Speaker: Miranda Brown (University of Michigan)
Chinese cuisine is renowned around the world for many dishes, but it is not famous for its dairy products. In fact, the combination of ‘Chinese’ and ‘cheese’ sounds very much like an oxymoron. And in 1980, China had one of the lowest per capita consumption rates of dairy. Why?
This paper argues that this absence has been misconstrued for decades. Scholars have pointed to genetic, gastronomical, and cultural factors to explain the absence of dairy products in the traditional Chinese diet. This paper, however, makes a case for reframing the problem. The premodern Chinese, in fact, did have a tradition of dairy consumption – as food and as medicine. Taking the case of Jiangnan (coastal China) as my point of departure, I propose that dairy products faded from the elite Chinese diet in the eighteenth century for a combination of economic and ecological reasons.
Miranda Brown is Arthur F. Thurnau Professor and Professor of Chinese Studies at the University of Michigan.
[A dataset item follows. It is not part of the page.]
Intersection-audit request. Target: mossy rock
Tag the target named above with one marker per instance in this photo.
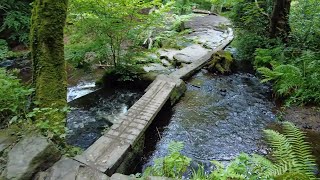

She is a cultural historian of China, whose primary interests lie in culinary and medical recipes of all kinds. She is the author of The Politics of Mourning in Early China (SUNY Press, 2007), The Art of Medicine in Early China: The Ancient and Medieval Origins of a Modern Archive (Cambridge University Press, 2015) and, with the late Conrad Schirokauer, the co-author of A Brief History of Chinese Civilization (Cengage, 2012).